There is a different excitement and joy that comes from doing things and seeing things for the last time. There is a sense of appreciation and thankfulness, a gratitude for having the experience that a "first" cannot compete with.

To watch my grandchild take her first step is magnified and appreciated for perhaps I will never again experience that moment when a child launches herself into the bipedal upright stance. I savor the moment as I do all the times in the last few years that I have skied down the perfect slope on a clear winter day for the last time.

This summer I jumped off a cliff on Long Lake below Mt. Elwell, again, for the last time. The height scares the grandchildren; the cold of the lake challenges me, but it's there and the "last time" makes it seem easier, not so cold. "I won't have to do this again," I say, and I jump. My grandchildren may return at 75 and remember, saying, "Well, Grandmom did it, so can I."

Perhaps, I'll inspire from the grave what I could not inspire in life.

I climb again to my favorite pine that grows high on a rock over Big Bear Lake. It is alone, and one cannot see any soil around its trunk, only rock. Year after year this pine is still there, facing winter storms, the cold and the weight of wind and snow, and still it survives, bonsai, and beautiful. I come back every year for the "last time" receiving comfort and strength. "If you can make it, I can make it," I say to this tree, my friend and inspiration.

I can walk through Mill Valley for the last time and it's amazing what I see and review and I am renewed. It is enough to have had each experience and if it is the last of the last times I am fortunate to have appreciated each moment in time.

First times you can only have once; last times you can experience over and over again.

***

Click here to read more of her writings.

3 comments:

Jennie Englund said...

Ruth leaves a quite a loss, I see. She sounds wise; an example of the rewards of taking risks.

Her writing is lovely, reflective of her strength but sensitivity.

Two rounds of cancer must have cause her great suffering, yet none is evident.

I would love to hear about your first and last times with her, and the times in between

Anonymous said...

Anj:
I so appreciated Ruth's essay and think I will begin the "last time" practice.

How good that you could admit your infuriation with, and also your appreciation of, Ruth.
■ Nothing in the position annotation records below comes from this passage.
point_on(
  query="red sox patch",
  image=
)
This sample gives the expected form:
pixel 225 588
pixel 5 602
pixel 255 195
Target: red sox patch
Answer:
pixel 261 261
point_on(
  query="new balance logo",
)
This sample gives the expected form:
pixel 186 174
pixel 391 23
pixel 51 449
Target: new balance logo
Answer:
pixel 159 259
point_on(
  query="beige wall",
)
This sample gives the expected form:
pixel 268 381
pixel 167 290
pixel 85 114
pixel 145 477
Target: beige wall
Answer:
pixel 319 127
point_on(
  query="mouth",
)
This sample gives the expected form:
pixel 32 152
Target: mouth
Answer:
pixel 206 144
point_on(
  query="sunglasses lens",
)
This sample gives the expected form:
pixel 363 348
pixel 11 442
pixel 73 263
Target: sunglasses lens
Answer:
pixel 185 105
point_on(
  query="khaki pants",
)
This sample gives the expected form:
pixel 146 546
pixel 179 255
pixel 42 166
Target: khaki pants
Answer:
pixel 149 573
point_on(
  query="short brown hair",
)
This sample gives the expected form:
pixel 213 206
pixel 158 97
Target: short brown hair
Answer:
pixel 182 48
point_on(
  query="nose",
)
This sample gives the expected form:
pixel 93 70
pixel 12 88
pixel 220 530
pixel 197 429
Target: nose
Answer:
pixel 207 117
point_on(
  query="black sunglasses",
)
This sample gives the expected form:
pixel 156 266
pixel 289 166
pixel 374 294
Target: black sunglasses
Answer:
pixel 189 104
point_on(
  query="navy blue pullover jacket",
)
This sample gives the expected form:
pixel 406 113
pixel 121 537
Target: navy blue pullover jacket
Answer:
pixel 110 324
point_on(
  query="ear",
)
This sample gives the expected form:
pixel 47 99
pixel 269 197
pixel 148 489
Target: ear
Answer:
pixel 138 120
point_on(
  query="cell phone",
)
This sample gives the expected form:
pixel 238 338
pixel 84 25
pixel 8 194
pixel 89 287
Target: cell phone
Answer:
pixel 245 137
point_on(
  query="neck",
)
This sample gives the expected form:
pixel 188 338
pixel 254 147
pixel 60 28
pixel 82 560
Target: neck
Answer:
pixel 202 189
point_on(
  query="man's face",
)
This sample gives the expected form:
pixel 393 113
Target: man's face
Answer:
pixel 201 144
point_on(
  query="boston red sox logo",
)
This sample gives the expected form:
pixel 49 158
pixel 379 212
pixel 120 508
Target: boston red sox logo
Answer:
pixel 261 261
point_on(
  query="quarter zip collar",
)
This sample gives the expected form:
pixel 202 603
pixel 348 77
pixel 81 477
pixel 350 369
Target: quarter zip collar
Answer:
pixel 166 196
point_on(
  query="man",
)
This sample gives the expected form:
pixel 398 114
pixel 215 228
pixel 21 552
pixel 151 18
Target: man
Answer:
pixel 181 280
I love that you younger writers all had an older one with whom to interact. I know you truly enjoyed your older woman member in your book club who was a librarian.
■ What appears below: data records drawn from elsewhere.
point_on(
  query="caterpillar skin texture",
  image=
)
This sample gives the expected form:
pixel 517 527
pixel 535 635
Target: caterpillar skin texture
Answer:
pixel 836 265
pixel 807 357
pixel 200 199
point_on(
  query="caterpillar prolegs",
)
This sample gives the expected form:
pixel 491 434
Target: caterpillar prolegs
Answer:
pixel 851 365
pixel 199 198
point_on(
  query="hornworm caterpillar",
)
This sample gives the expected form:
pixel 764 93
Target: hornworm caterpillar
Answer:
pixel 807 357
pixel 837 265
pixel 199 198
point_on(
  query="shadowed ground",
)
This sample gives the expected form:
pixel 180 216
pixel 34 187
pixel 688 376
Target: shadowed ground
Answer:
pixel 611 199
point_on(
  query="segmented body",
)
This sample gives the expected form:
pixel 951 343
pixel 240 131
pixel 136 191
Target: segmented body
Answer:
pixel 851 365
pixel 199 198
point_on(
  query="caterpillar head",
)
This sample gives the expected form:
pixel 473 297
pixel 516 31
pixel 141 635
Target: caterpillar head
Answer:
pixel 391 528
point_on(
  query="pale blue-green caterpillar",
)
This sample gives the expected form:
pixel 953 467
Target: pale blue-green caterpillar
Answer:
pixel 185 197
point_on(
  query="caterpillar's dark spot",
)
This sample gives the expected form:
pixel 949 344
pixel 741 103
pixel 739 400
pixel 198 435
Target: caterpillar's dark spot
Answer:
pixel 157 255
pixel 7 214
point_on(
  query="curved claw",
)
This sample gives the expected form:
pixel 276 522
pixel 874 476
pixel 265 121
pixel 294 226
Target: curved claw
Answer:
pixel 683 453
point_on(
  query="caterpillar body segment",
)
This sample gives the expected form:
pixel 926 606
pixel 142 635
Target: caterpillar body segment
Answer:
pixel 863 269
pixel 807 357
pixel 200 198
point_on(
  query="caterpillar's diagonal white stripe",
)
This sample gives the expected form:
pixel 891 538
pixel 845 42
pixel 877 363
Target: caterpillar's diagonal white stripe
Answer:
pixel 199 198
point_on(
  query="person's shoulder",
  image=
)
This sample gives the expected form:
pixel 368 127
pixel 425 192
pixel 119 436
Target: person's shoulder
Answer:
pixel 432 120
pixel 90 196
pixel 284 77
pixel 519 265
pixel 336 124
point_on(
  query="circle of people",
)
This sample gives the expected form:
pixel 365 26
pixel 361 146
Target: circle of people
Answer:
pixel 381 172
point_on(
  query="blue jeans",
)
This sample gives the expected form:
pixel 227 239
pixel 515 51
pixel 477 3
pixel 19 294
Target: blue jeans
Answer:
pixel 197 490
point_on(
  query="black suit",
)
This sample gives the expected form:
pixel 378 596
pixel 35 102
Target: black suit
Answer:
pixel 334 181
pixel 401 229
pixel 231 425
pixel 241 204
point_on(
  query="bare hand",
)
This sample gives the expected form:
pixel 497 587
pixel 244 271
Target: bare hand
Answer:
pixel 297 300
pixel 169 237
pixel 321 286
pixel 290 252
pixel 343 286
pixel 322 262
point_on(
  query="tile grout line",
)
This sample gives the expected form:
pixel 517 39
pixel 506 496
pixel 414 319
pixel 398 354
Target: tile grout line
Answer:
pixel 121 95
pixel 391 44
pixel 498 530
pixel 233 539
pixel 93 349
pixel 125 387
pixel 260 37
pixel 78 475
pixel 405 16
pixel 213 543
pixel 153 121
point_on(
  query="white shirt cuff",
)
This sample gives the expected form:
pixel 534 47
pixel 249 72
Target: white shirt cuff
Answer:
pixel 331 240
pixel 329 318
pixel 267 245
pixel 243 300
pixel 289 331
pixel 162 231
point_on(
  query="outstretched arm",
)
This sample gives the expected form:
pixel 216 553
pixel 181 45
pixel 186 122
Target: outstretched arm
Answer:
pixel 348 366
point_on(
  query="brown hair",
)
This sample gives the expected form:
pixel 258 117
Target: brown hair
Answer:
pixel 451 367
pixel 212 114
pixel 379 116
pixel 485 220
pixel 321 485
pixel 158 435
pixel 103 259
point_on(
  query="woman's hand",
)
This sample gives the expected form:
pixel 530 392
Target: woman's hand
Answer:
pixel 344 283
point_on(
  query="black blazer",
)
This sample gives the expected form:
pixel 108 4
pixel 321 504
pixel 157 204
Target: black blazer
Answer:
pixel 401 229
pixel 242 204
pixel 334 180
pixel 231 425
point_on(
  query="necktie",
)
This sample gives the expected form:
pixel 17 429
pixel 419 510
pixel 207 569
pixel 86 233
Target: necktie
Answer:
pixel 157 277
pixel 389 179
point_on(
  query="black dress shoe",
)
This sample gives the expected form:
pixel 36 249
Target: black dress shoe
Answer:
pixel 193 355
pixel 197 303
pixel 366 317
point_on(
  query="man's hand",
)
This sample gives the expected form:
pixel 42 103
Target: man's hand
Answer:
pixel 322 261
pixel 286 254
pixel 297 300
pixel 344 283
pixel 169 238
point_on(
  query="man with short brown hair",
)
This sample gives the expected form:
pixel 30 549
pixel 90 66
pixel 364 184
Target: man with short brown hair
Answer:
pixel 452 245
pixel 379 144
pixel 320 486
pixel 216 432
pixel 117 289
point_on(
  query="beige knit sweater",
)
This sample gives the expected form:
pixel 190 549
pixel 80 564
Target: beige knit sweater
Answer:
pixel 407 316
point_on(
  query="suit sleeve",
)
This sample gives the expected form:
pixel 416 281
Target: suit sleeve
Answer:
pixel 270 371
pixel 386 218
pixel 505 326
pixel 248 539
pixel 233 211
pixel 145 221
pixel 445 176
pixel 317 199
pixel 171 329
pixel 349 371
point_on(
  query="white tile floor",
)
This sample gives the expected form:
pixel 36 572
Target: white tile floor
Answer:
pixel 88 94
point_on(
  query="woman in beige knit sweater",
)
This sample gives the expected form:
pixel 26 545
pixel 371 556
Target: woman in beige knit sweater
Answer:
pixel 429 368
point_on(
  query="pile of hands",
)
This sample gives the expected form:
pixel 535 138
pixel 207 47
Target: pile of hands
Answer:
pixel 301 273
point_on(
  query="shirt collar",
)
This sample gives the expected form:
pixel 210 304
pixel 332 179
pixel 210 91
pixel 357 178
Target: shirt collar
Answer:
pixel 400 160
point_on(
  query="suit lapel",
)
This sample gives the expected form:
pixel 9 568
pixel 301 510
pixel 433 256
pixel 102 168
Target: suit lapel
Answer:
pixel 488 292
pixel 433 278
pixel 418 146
Just think, you have even now that opportunity, as well as in the future, to share as an older woman. Oops, I'm not projecting too much age on you, am I?

Thank you for sharing about Ruth.
Love, Mom

Natalie N said...

Wow, I LOVED that! What a sweet woman. I loved her insight into experiencing last times over and over again. She sounds like such a wise and wonderful woman. Thanks for sharing her wisdom.